Joe Paterno Returning to Penn State, Seriously.

None
facebooktwitter

Paterno is a great man. His accomplishments are incredible, but even greatness succumbs to age. He’s not involved with the team. He doesn’t wear a headset. He’s not recruiting. He’s not devising schemes. He’s not running practice drills. People cringe when he climbs up stadium steps or behind the steering wheel. Paterno survives interviews and press conferences because it would be indecent to press him for names or details. Him “sounding sharp” on a particular day is noteworthy.

Penn State may win 10 games next year, but it will be because his assistants found creative ways to work around him.

Paterno has earned the right to decide his departure, but he has to handle that right responsibly. It’s not just about him. He is leaving former players, assistants and fans in a state of suspended animation. Greg Schiano turned down jobs at Michigan and Miami. Al Golden may do the same. Lloyd Carr began as an assistant at Eastern Michigan, had his entire coaching career and retired in the time Tom Bradley has been an assistant at PSU.

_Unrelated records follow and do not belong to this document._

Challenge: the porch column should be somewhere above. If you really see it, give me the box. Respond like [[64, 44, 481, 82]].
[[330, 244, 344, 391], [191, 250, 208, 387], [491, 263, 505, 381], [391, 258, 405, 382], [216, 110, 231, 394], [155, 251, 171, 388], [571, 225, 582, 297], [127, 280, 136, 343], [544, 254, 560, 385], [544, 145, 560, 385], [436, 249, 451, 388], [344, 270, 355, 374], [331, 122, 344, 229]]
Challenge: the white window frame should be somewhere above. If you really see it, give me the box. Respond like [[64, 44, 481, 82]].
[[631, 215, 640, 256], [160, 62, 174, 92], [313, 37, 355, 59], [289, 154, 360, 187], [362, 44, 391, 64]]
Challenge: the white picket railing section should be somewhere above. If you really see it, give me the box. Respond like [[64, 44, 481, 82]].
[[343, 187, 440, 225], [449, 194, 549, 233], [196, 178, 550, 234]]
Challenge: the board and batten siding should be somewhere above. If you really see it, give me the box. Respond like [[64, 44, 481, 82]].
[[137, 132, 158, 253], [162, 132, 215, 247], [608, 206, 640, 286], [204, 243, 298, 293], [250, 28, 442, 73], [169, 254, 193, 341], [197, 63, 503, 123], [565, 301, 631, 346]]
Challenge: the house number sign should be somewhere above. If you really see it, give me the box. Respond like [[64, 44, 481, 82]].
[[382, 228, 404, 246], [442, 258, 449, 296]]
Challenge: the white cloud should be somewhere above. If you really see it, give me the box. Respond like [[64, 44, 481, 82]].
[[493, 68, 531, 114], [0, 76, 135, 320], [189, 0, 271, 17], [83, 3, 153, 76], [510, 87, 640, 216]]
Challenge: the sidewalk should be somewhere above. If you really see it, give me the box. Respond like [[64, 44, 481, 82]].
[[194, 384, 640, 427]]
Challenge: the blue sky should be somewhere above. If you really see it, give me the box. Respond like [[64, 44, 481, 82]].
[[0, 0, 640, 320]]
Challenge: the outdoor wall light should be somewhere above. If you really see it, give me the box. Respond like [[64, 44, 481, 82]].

Fans see a program with elite potential that hasn’t updated the offensive playbook in 20 years and can no longer land top Pennsylvania recruits. This year, they have hardly had any recruits.

Paterno built Penn State’s program, but he has ceased being an accountable steward for it. The young, improving team is not an incentive to stay. It’s the opportune time to transition smoothly. Paterno hasn’t planned for his succession. He has “not thought about” his inevitable retirement, at 84. That’s not perseverance or competitive zeal. It’s egotism.

Joe Paterno has been at Penn State forever. He’s outlasted anyone with the gravitas to fire him. He has been a mentor and influential figure to everyone affiliated with the program. He has no clothes and no one has the heart to tell him. The situation won’t be handled delicately. It just won’t be handled.